The New National Party - the successor to the National Party that led apartheid - approved its dissolution at a meeting of its federal executive in Johannesburg on Saturday.
This followed a decision, taken last April after a humiliating defeat in national elections, to join forces with the ruling African National Congress.
"What we do today is part of our contribution to finally ending the division of the South African soul," NNP leader Marthinus van Schalkwyk said.
"It cannot be denied that the forerunner of the NNP, the NP, brought development to a section of South Africa, but it also brought suffering through a system grounded in injustice."

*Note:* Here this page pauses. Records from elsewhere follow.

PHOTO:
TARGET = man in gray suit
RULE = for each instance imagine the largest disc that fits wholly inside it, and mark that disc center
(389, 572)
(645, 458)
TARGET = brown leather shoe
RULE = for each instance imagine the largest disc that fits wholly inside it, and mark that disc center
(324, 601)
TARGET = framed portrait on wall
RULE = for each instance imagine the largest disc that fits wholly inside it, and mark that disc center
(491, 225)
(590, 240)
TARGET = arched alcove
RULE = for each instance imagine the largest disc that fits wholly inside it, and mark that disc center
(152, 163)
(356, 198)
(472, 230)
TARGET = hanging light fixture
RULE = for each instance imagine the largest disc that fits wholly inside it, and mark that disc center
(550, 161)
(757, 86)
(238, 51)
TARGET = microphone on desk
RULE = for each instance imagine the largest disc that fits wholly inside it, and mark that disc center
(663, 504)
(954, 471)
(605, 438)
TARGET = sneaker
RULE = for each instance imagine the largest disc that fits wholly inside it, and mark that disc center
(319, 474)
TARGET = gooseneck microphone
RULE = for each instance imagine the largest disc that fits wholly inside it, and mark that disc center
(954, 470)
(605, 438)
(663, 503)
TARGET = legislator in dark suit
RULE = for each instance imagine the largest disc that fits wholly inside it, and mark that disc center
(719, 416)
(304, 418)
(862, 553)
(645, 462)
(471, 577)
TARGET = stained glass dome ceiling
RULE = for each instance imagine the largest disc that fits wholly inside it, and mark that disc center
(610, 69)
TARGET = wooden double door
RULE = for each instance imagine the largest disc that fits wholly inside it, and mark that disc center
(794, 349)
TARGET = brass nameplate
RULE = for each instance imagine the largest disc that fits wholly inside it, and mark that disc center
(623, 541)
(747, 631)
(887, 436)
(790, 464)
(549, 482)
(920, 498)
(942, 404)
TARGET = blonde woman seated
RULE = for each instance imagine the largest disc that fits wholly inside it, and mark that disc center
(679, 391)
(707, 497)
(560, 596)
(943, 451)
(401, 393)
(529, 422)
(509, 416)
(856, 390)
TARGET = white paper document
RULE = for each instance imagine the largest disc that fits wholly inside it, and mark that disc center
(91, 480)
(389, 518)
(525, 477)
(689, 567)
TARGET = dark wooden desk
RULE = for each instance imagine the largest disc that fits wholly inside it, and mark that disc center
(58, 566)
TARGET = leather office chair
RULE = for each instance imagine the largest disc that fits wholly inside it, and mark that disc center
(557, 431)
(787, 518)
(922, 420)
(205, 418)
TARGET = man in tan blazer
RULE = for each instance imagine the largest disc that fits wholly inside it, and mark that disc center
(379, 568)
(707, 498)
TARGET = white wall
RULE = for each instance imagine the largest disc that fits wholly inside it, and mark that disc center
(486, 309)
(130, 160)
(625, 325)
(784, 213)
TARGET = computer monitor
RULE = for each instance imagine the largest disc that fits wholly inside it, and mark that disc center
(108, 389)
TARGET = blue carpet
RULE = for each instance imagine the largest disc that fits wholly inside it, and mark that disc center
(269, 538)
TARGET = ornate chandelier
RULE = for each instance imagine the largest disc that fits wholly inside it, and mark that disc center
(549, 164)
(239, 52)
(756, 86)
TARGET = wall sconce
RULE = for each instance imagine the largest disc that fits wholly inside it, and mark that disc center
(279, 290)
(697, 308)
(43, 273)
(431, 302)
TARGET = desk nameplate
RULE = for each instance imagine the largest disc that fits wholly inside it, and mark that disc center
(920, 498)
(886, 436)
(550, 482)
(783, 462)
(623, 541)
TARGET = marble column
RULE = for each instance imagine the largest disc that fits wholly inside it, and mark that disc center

The National Party, which came to power in 1948, presided over 48 years of systematic and often brutal oppression of the country's black majority, who were denied the right to vote or mix with whites.
Mandela became South Africa's
first black president in 1994
After prolonged international sanctions and rising domestic pressure, National Party leader FW de Klerk released African National Congress leader Nelson Mandela in 1990 and launched reforms that led to the first multiracial elections in 1994.
Mandela became the country's first black president.
The party subsequently changed its name to the New National Party but failed to carve out a new identity for itself in post-apartheid South Africa and rapidly lost support.
The NNP won less than 2% of the vote during last April's elections that clinched a second term for President Thabo Mbeki, prompting Van Schalkwyk to pledge his allegiance to the ANC.